Figure 1b also shows as an example the reheating DSC thermograms obtained for the model food system with the chemical composition of 0.45 X s :0.15 X P :0.4 X M (experiment no. 8, Table 1) and prepared in the reduced moisture range of 0% to 19% w.b. It can be observed that the samples with any moisture content exhibited a clear endothermic shift because of the glass transition, with T g values ranging from −0.3 °C to 75 °C. The T g values became higher as the solid contents were increased in the samples because of the plasticizing effect of water on the glass transition temperature. It can also be seen in Figure 1b that glass transition occurred over a large temperature range (around 40 and 50 °C). These behaviors can be explained by the presence of maltodextrin in the samples. It is assumed that high molecular weight food components such as proteins, starches, and maltodextrin may exhibit glass transition with temperatures as high as 50 °C [2]. It is important to note, however, that good compatibility was achieved for the components, because global T g values were observed in all the samples.

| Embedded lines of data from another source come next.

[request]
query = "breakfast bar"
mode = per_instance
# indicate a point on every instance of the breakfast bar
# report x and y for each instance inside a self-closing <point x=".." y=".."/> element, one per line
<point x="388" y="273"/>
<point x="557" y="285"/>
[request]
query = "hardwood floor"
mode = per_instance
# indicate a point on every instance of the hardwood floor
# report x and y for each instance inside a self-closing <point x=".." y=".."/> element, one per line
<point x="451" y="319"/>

The heating DSC thermograms of the aqueous model systems of exp. nos. 4, 19, 6, 22, and 5 (Table 1) were chosen to illustrate the effects of the maltodextrin concentration on the T g , T m , and T m values, as shown in Figure 2a. In this case, all the samples were prepared at the same moisture content of 60% w.b., whereas the maltodextrin mass fraction varied at intervals of approximately 0.2 in the concentration range of 0 to 0.8. As expected, the highest T m value (0.8 °C) was obtained for the sample with the highest maltodextrin mass fraction (exp. no. 4), while the lowest T m value (−6.6 °C) was obtained for the sample with no addition of maltodextrin (exp. no. 5). The freezing point depression is directly proportional to the molar concentration of a solution. This indicates that the lower the molecular mass of a solute, the higher the freezing point depression; that is, a high molecular weight substance has fewer molecules per gram than a low molecular weight one, which demonstrates fewer effects on the freezing point ( T m ). Therefore, the depression in the freezing point decreased as the amount of maltodextrin was increased, as shown in Figure 2a. The same trend was observed for the T m values, which varied from −9.4 °C to −38.6 °C. This trend is to be expected, since T m represents the end point of freezing or the beginning of the melting of ice crystals [40]. The values obtained for T g , however, which ranged from −46.2 to −54.5 °C, did not highlight a clear tendency as occurred with T m and T m values. In the literature, it has been reported that T m and T g depend strongly on the type and molecular weight of the food components [2,40]. Therefore, this suggests that other factors such as compound interactions are also involved. Note that only one transition at −9.4 °C was observed for the sample of exp. no 4, and the value of T g , was not detected in this sample. These findings are similar to those of Flores-Ramírez et al. [11] and Roos and Karel [40], and are tentatively attributed to the overlapping of the glass transition with the ice melting caused by the HMW of maltodextrin.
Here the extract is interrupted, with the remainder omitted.